Tabela 4.Comparação entre as expectativas de doentes e profissionais de saúde quanto ao papel da educação para a saúde no âmbito das doenças cardiovasculares.

Papel da educação para a saúde Doentes Profissionais de Saúde

Promoção da responsabilização individual e autovigilância

Reforço da autorresponsabilização dos doentes e ensino de comportamentos preventivos, em particular na área do consumo de tabaco e dos hábitos alimentares.

Responsabilização do doente pela identificação de sintomas e pela adoção de estilos de vida saudáveis, desvalorizando o papel da disseminação de informação por parte dos prestadores de cuidados de saúde.

Disseminação de informação Salienta-se a necessidade de reforçar a atratividade de campanhas de educação para a saúde, através da aquisição ativa de informações, enfatizando a comunicação oral e a transmissão presencial de informações.

Articulação entre profissionais de saúde, em equipas pluridisciplinares, com vista a maximizar a informação transmitida.

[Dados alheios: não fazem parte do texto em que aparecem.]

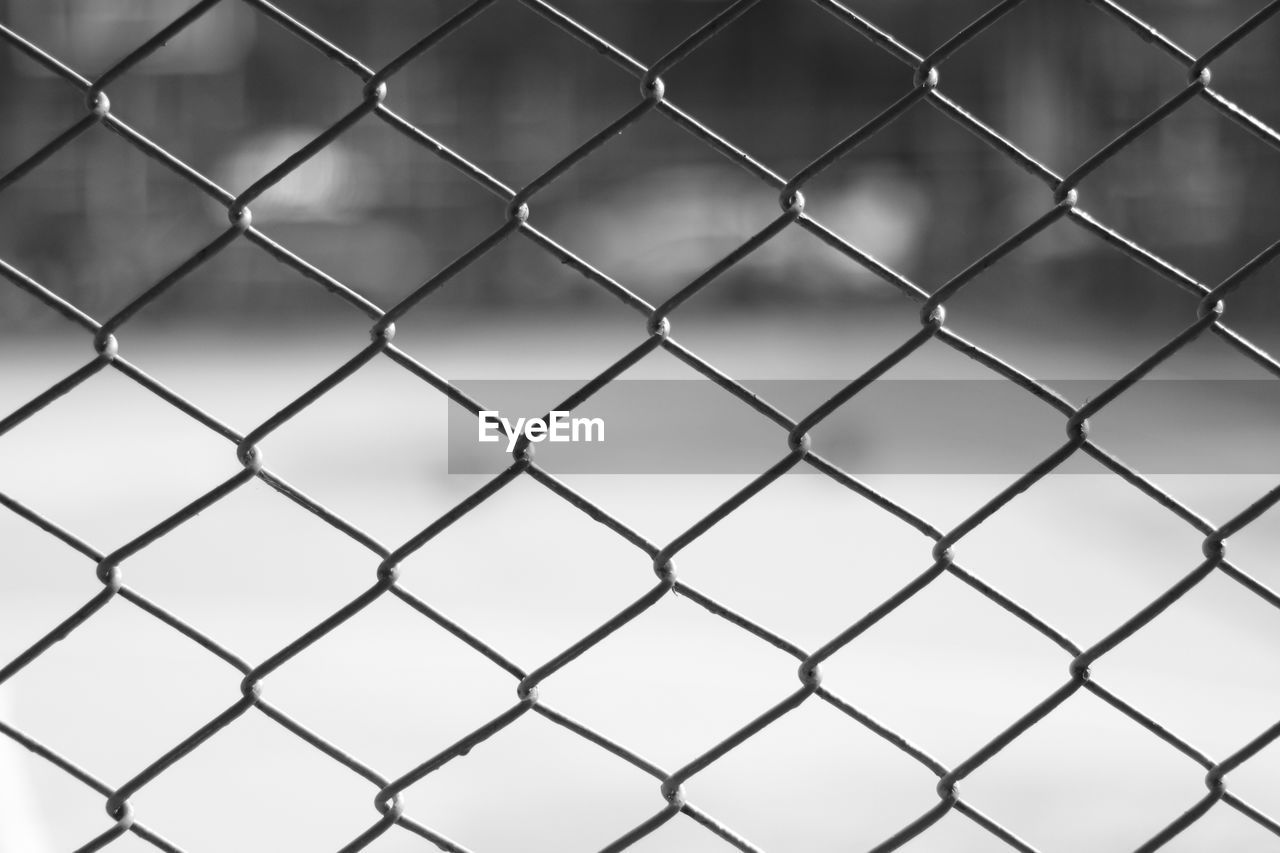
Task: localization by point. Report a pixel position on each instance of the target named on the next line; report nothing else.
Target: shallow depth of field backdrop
(234, 94)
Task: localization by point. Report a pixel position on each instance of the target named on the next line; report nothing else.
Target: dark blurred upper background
(234, 94)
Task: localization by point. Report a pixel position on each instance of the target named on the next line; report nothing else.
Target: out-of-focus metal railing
(922, 83)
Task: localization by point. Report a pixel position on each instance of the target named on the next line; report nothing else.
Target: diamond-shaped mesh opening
(961, 651)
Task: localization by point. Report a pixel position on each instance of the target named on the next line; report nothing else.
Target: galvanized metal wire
(922, 83)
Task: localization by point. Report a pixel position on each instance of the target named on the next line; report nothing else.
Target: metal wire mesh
(920, 83)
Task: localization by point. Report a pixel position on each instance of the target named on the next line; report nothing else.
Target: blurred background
(234, 94)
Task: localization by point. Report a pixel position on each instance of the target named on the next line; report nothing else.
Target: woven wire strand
(922, 85)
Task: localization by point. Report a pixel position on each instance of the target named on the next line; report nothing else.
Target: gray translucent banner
(892, 427)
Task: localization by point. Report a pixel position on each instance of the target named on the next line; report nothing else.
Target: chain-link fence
(923, 86)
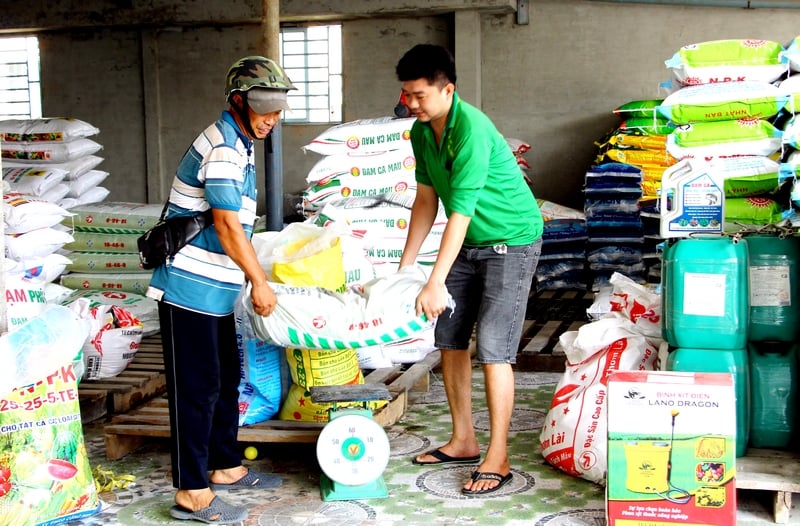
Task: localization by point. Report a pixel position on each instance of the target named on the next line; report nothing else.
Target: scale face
(352, 449)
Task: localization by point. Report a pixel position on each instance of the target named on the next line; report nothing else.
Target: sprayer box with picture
(671, 448)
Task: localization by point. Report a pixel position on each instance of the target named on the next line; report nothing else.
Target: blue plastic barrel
(705, 298)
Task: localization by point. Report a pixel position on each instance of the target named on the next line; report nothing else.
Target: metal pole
(273, 149)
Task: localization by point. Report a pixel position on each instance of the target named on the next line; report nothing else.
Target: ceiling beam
(45, 15)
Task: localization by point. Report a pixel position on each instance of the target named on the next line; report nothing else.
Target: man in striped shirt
(196, 291)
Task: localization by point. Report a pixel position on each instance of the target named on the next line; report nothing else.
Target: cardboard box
(671, 449)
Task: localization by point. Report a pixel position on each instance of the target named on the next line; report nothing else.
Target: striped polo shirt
(218, 171)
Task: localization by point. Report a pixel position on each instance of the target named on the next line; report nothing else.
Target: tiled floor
(538, 495)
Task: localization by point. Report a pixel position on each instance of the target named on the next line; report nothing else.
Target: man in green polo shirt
(486, 260)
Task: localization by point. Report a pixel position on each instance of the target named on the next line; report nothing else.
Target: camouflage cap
(256, 72)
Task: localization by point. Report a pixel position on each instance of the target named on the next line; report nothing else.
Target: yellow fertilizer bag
(302, 255)
(45, 476)
(319, 268)
(637, 157)
(310, 367)
(298, 406)
(724, 139)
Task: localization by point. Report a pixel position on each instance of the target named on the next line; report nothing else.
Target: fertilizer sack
(45, 475)
(382, 312)
(574, 436)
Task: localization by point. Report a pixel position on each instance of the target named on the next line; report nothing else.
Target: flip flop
(476, 476)
(444, 458)
(252, 480)
(218, 512)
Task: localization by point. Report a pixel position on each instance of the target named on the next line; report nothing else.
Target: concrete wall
(552, 83)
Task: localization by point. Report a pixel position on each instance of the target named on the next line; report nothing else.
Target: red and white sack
(113, 341)
(574, 437)
(636, 303)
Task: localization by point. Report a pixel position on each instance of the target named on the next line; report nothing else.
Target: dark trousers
(201, 359)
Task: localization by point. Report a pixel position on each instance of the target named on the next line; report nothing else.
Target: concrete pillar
(157, 186)
(468, 56)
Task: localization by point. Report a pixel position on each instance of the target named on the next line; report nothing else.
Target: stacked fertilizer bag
(790, 166)
(319, 324)
(615, 235)
(366, 180)
(640, 143)
(725, 104)
(563, 259)
(103, 251)
(53, 159)
(45, 472)
(365, 183)
(32, 240)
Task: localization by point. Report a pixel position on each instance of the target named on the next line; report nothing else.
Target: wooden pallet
(128, 431)
(539, 349)
(142, 380)
(774, 471)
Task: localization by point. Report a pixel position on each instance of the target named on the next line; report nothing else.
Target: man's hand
(263, 298)
(432, 300)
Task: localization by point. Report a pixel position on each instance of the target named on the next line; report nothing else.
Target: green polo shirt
(474, 172)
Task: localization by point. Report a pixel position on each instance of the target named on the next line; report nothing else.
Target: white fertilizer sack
(33, 181)
(57, 129)
(363, 136)
(50, 152)
(315, 318)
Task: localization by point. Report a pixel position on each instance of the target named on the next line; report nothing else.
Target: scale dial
(353, 450)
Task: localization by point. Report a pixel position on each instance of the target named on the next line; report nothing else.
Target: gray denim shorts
(490, 286)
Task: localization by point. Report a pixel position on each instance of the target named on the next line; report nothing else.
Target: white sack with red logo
(113, 340)
(636, 303)
(382, 311)
(573, 438)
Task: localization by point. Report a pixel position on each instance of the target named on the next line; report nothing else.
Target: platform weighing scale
(352, 449)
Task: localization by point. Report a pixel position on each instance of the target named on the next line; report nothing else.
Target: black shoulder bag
(168, 236)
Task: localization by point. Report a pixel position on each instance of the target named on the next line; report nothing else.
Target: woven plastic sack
(316, 318)
(57, 129)
(728, 60)
(363, 136)
(48, 478)
(573, 438)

Recurso aos meios de comunicação social.

Intervenções políticas e legislativas Importância de enquadramentos jurídico-legais restritivos, que promovam reconfigurações nos estilos de vida associados ao consumo de tabaco e álcool.

Investimento em políticas, nacionais e locais, que promovam a adoção de estilos de vida saudáveis, e ênfase no papel das autarquias locais e das instituições de ensino e religiosas.

A profundidade da informação obtida através do uso de metodologias qualitativas permitiu compreender a articulação entre dimensões científicas, técnicas e psicossociais na procura de informações sobre doenças cardiovasculares por doentes e profissionais de saúde. Contudo, a realização de apenas um grupo de profissionais e um grupo de doentes apresenta-se como uma limitação do presente estudo por não haver lugar à saturação da informação.

Em conclusão, o presente estudo assume-se como um ponto de partida para analisar e compreender a perceção de doentes e profissionais de saúde quanto à acessibilidade e utilização das fontes de informação em saúde cardiovascular. Doentes e profissionais de saúde privilegiaram diferentes fontes, utilizando-as de modo díspar com o intuito de aumentar a responsabilização do doente pela sua saúde. Estes resultados consolidam a necessidade de incluir a perspetiva de doentes e de profissionais de saúde no desenho e implementação de políticas de saúde. Ambos concordam que, para a prevenção da DCV, é essencial que a informação fornecida seja credível, acessível, clara, relevante e precisa sobre as medidas que os indivíduos podem adotar. Contudo, as dificuldades em quantificar e estandardizar recomendações, principalmente relativamente para alguns fatores de risco comportamentais, tais como a alimentação, consumo de álcool e a prática de exercício físico, podem originar inconsistências nas informações fornecidas. Assim, importa aumentar a consciência dos doentes sobre os riscos, destacando estratégias preventivas, apelativas, interativas e que considerem tanto os contextos sociais como os físicos que possam ser efetivamente implementadas no seu quotidiano.